Vasco Estrela, presidente da câmara de Mação, esteve no Jornal das 8, desta segunda-feira, numa entrevista conjunta com Miguel Sousa Tavares e Pedro Pinto, para explicar que medidas foram tomadas para evitar grandes incêndios no concelho nos últimos dois anos.

O autarca garantiu, em relação ao incêndio que lavra no concelho há dois dias, que parecem haver “poucos meios de combate em Mação apesar dos números avançados pelas autoridades” e que nunca foi feita investigação estrutural de ordenamento do território ao longo dos anos.

Para além disto, Vasco Estrela acrescentou ainda que não se revê nas críticas deixadas pelo primeiro-ministro sobre a responsabilidade dos autarcas no que diz respeito a incêndios, porque a câmara “tem feito um grande esforço para contrariar estes ciclos de incêndios ano após ano”.

Miguel Sousa Tavares quis saber ainda porque surgem imagens em que os terrenos de Mação parecem não estar limpos e de quem é a responsabilidade por esta falha. O presidente da câmara garantiu que todos os terrenos seguiram as medidas impostas pelo Governo, mas que “estamos a falar de territórios despovoados, onde vivem poucas pessoas”, por isso é difícil que tudo corra na perfeição.

Também relacionado com os incêndios, Miguel Sousa Tavares falou sobre as últimas sondagens que apontam para uma maioria absoluta do PS, nas próximas legislativas. O comentador da TVI garantiu que “maioria absoluta vai decidir-se por ação do Partido Socialista” e não da oposição.

Para Miguel Sousa Tavares, tudo dependa da oposta na saúde, nas ações contra a corrupção e na forma como correr o verão, nomeadamente no que diz respeito à greve dos motoristas e aos incêndios. Se os fogos se mostrarem graves este ano, “o PS vai levar um grandessíssimo pontapé”.

O comentador da TVI frisou ainda que em Espanha, "Pedro Sánchez vive uma situação parecida com a de António Costa", sendo que “quer uma solução com o Podemos, que exige mais do que o Bloco de Esquerda" e que está a perder cada vez mais apoiantes em Espanha.

Já no que diz respeito à questão do Brexit, Miguel Sousa Tavares explicou que o próximo primeiro-ministro do Reino Unido deve ser Boris Johnson, “porque os tempos de hoje dizem-nos que quando há uma opção entre o razoável e o mau, o mau ganha sempre”. Contudo, “é difícil imaginar que ele vá conseguir algum acordo com Bruxelas quando May não conseguiu”, preferindo apostar “na relação especial com Trump e os EUA”.

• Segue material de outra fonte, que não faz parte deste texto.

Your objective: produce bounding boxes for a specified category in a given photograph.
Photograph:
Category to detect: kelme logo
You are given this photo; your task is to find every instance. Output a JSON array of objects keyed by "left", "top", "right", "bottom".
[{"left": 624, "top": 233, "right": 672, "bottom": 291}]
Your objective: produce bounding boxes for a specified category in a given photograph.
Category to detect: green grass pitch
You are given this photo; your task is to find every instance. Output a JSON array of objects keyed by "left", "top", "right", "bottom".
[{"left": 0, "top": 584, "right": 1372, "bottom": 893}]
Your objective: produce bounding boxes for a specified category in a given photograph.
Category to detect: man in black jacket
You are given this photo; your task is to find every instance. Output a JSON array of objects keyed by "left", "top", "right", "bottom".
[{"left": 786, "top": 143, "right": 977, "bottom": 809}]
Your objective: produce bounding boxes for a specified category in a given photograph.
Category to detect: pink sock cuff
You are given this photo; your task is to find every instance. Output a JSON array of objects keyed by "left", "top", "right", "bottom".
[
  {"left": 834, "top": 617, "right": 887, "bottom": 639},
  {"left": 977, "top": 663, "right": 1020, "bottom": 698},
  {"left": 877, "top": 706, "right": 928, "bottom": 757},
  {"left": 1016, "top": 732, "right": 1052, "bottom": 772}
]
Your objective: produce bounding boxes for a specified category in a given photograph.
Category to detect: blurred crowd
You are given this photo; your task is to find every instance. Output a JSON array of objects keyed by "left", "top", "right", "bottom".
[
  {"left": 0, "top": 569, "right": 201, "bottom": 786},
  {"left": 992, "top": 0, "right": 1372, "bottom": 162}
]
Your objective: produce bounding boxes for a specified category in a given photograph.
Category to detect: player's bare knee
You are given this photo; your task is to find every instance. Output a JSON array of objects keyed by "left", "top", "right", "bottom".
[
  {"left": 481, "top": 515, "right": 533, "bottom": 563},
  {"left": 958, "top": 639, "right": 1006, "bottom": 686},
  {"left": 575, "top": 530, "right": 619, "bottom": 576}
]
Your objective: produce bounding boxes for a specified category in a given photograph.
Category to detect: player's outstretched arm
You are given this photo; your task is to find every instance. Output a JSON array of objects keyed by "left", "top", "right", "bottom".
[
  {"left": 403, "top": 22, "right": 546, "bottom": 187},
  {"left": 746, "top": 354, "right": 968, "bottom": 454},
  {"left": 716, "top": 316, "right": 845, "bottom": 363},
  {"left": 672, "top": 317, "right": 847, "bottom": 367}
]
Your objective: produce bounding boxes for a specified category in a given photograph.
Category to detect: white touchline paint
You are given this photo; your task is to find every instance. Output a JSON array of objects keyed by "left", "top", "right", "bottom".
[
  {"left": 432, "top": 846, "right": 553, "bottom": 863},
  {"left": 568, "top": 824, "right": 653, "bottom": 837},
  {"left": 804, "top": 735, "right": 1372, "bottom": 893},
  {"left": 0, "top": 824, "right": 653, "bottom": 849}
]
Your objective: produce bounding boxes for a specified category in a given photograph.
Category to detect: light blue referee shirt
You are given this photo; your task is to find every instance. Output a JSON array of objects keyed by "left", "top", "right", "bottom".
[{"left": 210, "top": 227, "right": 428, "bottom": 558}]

Sobre o tema, houve ainda tempo para um debate com Paulo Portas, que assumiu ter uma visão muito diferente de Boris Johnson, porque considera que seja muito distinto de Donald Trump. Acrescentou que este pode vir a ser “o primeiro-ministro mais culto da Europa de hoje em dia”, uma vez que tem vários livros publicados e trabalhou para várias edições de renome no Reino Unido.